Given the root of a binary search tree and the lowest and highest boundaries as low and high, trim the tree so that all its elements lies in [low, high]. Trimming the tree should not change the relative structure of the elements that will remain in the tree (i.e., any node’s descendant should remain a descendant). It can be proven that there is a unique answer.

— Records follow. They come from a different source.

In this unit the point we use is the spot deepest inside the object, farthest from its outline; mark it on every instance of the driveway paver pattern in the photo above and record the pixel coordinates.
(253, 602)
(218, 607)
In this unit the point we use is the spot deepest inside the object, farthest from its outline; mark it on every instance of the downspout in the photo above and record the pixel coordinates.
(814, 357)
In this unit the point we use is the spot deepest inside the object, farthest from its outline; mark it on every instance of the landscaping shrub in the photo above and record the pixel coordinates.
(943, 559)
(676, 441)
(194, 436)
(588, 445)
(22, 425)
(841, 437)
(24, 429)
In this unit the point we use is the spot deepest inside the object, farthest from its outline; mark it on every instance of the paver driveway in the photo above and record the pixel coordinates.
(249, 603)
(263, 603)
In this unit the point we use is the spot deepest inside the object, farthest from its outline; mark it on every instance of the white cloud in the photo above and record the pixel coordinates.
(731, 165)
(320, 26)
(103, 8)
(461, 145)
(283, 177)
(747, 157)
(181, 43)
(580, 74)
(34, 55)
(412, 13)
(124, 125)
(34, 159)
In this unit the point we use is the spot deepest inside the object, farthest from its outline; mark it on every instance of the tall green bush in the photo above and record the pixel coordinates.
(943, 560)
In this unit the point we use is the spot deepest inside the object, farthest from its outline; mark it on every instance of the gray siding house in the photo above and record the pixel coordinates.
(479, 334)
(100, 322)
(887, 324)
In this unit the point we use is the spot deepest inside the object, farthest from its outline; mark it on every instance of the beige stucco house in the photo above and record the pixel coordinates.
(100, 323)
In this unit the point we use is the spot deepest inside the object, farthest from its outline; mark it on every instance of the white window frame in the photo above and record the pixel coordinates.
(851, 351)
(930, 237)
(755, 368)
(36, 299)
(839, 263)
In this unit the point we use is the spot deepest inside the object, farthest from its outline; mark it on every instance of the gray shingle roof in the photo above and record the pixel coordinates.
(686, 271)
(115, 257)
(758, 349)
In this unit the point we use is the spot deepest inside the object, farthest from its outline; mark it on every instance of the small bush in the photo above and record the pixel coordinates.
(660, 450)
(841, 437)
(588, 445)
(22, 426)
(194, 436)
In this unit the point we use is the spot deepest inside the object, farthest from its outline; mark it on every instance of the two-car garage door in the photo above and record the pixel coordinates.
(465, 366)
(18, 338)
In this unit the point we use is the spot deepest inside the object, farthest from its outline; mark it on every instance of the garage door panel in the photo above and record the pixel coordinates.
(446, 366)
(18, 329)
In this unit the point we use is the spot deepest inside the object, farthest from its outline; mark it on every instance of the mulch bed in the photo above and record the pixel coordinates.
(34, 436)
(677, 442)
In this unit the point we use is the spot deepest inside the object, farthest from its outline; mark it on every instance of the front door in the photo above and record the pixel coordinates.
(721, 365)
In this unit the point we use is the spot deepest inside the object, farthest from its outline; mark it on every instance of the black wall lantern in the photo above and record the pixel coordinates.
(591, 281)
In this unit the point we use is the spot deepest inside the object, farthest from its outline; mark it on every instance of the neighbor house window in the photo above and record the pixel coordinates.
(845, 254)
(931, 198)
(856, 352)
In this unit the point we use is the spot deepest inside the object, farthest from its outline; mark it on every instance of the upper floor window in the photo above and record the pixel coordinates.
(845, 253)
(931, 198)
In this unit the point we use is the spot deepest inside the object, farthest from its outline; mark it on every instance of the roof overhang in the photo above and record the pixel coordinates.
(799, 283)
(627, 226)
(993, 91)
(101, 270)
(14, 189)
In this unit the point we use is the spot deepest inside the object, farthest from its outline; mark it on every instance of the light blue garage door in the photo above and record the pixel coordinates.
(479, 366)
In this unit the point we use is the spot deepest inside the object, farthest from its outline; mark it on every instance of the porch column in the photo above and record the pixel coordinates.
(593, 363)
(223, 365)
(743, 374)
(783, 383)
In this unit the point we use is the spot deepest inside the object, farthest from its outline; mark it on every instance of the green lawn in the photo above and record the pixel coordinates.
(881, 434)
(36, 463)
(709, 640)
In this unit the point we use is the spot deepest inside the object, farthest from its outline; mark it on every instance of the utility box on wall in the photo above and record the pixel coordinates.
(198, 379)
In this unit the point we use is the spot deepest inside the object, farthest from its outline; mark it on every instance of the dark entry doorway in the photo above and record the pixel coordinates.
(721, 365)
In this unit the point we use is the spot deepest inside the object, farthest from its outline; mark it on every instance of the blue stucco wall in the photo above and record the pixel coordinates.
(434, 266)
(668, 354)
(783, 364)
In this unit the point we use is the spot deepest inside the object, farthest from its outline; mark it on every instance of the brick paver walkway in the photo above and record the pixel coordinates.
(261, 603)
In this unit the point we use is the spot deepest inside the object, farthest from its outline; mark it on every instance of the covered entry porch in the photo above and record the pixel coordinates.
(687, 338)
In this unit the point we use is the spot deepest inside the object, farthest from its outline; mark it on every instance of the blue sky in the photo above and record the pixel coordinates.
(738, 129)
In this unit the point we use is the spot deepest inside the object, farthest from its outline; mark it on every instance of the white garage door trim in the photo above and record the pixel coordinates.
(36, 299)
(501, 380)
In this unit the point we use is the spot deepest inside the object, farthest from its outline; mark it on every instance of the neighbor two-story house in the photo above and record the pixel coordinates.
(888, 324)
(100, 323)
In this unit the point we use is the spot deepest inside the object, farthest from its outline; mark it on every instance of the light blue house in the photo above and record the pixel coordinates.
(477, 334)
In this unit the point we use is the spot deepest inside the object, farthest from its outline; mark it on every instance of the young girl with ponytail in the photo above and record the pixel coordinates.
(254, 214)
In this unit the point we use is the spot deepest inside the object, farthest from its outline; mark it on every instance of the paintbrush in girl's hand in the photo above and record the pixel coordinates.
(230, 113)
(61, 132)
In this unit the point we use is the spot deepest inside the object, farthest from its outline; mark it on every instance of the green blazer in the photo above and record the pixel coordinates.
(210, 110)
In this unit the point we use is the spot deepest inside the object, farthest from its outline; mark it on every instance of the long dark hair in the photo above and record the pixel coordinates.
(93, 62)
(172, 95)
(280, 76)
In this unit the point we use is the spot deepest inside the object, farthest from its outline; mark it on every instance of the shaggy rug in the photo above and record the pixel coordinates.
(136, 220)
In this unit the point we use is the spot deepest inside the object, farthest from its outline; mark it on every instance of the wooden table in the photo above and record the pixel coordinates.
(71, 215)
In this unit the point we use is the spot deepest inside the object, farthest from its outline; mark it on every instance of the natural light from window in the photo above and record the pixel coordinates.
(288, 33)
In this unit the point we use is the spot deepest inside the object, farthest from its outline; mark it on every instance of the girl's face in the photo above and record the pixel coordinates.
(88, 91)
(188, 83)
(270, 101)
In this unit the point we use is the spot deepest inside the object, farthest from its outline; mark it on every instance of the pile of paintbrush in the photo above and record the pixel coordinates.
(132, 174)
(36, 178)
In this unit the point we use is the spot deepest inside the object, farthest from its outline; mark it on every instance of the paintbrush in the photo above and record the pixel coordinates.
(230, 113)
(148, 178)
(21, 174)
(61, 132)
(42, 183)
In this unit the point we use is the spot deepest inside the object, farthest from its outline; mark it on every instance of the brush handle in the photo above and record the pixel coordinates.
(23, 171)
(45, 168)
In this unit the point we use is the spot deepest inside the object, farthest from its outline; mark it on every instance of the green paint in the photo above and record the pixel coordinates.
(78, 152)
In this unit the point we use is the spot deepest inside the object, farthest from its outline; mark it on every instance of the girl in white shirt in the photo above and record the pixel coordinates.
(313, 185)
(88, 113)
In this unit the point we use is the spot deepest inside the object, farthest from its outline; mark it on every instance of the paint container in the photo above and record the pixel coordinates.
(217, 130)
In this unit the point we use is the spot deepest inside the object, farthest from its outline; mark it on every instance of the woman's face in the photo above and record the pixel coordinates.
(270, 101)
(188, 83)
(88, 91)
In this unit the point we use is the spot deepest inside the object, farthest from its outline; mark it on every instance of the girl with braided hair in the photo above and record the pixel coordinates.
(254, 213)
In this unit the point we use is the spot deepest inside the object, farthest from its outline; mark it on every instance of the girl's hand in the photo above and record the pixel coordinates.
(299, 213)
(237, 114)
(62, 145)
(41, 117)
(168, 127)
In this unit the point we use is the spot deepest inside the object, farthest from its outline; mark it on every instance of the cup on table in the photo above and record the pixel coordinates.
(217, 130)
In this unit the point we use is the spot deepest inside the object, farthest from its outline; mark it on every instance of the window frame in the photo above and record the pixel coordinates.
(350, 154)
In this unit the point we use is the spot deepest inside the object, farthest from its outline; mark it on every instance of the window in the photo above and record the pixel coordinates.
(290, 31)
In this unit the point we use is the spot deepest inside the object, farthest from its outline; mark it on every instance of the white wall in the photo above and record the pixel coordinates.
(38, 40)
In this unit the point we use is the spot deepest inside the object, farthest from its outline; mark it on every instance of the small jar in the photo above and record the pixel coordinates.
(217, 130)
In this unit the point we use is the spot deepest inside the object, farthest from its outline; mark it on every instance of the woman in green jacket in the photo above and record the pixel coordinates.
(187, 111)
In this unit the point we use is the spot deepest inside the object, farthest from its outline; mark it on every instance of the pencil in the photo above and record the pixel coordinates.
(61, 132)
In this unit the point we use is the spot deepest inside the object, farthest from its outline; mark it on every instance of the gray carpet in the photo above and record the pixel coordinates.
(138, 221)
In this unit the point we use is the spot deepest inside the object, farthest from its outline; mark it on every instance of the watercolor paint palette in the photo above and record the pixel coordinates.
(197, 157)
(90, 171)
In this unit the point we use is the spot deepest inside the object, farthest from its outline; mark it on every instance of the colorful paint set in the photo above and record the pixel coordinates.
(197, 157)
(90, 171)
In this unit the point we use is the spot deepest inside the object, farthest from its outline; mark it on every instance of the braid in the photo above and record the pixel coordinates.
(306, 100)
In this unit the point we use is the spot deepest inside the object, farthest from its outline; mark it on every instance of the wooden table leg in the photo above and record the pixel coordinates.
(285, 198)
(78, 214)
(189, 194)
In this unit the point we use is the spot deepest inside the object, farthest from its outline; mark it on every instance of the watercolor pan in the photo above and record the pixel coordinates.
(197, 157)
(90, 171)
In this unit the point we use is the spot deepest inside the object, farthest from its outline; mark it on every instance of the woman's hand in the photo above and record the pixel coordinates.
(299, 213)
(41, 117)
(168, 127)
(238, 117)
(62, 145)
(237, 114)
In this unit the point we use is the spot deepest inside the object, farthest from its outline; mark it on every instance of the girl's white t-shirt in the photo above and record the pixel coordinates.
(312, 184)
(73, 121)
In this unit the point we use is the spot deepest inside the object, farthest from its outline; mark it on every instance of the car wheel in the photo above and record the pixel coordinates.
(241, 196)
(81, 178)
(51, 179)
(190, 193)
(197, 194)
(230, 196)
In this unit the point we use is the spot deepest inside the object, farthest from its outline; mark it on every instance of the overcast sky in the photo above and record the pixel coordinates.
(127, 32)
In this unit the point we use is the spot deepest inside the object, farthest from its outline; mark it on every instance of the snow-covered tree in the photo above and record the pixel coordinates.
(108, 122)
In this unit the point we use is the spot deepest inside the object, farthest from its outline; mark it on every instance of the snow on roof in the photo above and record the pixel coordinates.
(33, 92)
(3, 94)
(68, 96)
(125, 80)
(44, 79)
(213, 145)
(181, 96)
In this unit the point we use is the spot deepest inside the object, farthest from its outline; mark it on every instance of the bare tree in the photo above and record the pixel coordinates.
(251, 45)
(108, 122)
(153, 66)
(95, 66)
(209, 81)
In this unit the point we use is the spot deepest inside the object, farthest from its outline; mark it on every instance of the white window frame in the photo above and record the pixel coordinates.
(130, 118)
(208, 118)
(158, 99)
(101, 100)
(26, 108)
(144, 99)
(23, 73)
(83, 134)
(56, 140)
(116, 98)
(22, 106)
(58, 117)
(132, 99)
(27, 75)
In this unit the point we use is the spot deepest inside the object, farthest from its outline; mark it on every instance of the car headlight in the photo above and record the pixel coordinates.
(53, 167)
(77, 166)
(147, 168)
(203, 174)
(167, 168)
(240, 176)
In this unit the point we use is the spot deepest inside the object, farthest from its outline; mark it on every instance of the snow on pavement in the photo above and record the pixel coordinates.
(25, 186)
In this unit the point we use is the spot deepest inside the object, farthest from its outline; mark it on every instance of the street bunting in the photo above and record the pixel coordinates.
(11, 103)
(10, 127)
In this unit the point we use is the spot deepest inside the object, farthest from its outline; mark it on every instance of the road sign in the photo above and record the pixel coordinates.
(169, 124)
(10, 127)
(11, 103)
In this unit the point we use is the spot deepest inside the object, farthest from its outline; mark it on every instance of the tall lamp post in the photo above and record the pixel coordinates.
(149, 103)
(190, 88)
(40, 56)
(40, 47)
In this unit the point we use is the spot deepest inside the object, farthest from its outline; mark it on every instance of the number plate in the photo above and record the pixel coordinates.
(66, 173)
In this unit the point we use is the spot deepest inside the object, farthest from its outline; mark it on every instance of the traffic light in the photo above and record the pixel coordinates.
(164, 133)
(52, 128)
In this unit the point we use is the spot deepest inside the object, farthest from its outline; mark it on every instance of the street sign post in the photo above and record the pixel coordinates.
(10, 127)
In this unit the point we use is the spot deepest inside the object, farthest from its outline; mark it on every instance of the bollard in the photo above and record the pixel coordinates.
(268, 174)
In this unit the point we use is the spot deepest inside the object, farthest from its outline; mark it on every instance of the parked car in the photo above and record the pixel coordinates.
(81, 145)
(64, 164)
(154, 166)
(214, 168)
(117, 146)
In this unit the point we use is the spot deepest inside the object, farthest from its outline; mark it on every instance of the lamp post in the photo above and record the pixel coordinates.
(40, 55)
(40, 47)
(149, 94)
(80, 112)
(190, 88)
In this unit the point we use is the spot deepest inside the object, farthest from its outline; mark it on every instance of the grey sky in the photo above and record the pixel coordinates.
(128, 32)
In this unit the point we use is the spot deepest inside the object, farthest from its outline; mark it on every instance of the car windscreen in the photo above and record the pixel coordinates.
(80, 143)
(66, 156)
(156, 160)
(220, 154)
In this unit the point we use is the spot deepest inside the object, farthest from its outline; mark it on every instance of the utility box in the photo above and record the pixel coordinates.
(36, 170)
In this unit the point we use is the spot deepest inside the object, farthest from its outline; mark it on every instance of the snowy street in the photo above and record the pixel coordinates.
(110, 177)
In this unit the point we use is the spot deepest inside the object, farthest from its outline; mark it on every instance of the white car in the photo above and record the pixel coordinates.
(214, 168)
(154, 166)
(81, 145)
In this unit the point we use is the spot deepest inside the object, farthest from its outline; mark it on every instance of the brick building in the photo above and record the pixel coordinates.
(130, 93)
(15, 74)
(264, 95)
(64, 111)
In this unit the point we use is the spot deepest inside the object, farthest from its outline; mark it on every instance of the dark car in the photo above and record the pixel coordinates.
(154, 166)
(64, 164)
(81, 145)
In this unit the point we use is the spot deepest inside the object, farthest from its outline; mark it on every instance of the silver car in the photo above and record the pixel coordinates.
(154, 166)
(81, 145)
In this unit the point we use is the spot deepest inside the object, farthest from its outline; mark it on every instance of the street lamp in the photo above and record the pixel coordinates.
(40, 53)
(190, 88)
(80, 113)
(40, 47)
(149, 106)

Return the root of the trimmed binary search tree. Note that the root may change depending on the given bounds.

Example 1:

Input: root = [1,0,2], low = 1, high = 2
Output: [1,null,2]

Example 2:

Input: root = [3,0,4,null,2,null,null,1], low = 1, high = 3
Output: [3,2,null,1]

Example 3:

Input: root = [1], low = 1, high = 2
Output: [1]

Example 4:

Input: root = [1,null,2], low = 1, high = 3
Output: [1,null,2]

Example 5:

Input: root = [1,null,2], low = 2, high = 4
Output: [2]

Constraints:

The number of nodes in the tree in the range [1, 10^4].
0 <= Node.val <= 10^4
The value of each node in the tree is unique.
root is guaranteed to be a valid binary search tree.
0 <= low <= high <= 10^4

Solution

Time complexity : O(n)
Space complexity : O(n)

/**
 * Definition for a binary tree node.
 * struct TreeNode {
 *     int val;
 *     TreeNode *left;
 *     TreeNode *right;
 *     TreeNode() : val(0), left(nullptr), right(nullptr) {}
 *     TreeNode(int x) : val(x), left(nullptr), right(nullptr) {}
 *     TreeNode(int x, TreeNode *left, TreeNode *right) : val(x), left(left), right(right) {}
 * };
 */
class Solution {
public:
    TreeNode* trimBST(TreeNode* root, int low, int high) {
        if (root == nullptr) return nullptr;
        if (root->val < low) return trimBST(root->right, low, high);
        if (high < root->val) return trimBST(root->left, low, high);
        
        root->left = trimBST(root->left, low, high);
        root->right = trimBST(root->right, low, high);
        return root;
    }
};